Gelet op het voorgaande verzoekt de rechtbank de officier van justitie de volgende vragen door de uitvaardigende justitiële autoriteit te laten beantwoorden:
  • Is bij het arrest van 9 juli 2019 definitief uitspraak gedaan over de schuld van de opgeëiste persoon en aan hem een straf opgelegd, nadat de zaak in feite en in rechte ten gronde is behandeld?
  • Is de oproeping voor de zitting in hoger beroep ook betekend op het adres dat de opgeëiste persoon tijdens zijn verhoor op 27 september 2017 heeft opgegeven, te weten: ‘ [adres 2] ?
  • Was de advocaat van de opgeëiste persoon op de zitting in hoger beroep op 9 juli 2019 aanwezig? Zo ja, was de advocaat door de opgeëiste persoon gemachtigd namens hem de verdediging te voeren en heeft de advocaat dat laatste ook daadwerkelijk gedaan?

6.Beslissing

HEROPENTen
SCHORSThet onderzoek ter zitting tot een nader te bepalen zittingsdatum en -tijd om de officier van justitie in de gelegenheid te stellen de onder 5. geformuleerde vragen voor te leggen aan de uitvaardigende justitiële autoriteit.
BEPAALTdat de vordering zo mogelijk opnieuw op zitting moet worden gepland uiterlijk 14 dagen vóór 14 maart 2023, het einde van de verlengde beslistermijn.
BEVEELTde oproeping van de opgeëiste persoon tegen een nader te bepalen datum en tijdstip, met tijdige kennisgeving daarvan aan zijn raadsman.
BEVEELTde oproeping van een tolk voor de Poolse taal tegen een nader te bepalen datum en tijdstip.
Aldus gedaan door
mr.
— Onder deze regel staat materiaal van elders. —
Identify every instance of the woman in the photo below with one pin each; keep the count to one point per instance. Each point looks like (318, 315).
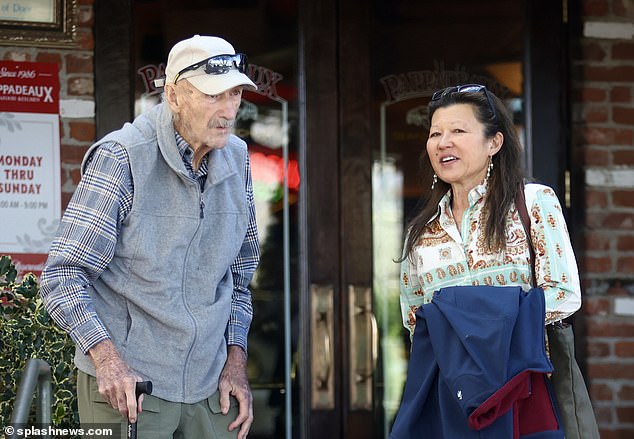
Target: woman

M. Snijders Blok-Nijensteen, voorzitter,
mrs. A.J. Scheijde en L. Sanders, rechters,
in tegenwoordigheid van mr. R.R. Eijsten, griffier,
en uitgesproken ter openbare zitting van 9 februari 2023.
Ingevolge artikel 29, tweede lid, OLW staat tegen deze uitspraak geen gewoon rechtsmiddel open.

Voetnoten

1.Zie het arrest van het Hof van Justitie van de Europese Unie van 10 augustus 2017 in de zaak Tupikas, ECLI:EU:C:2017:628.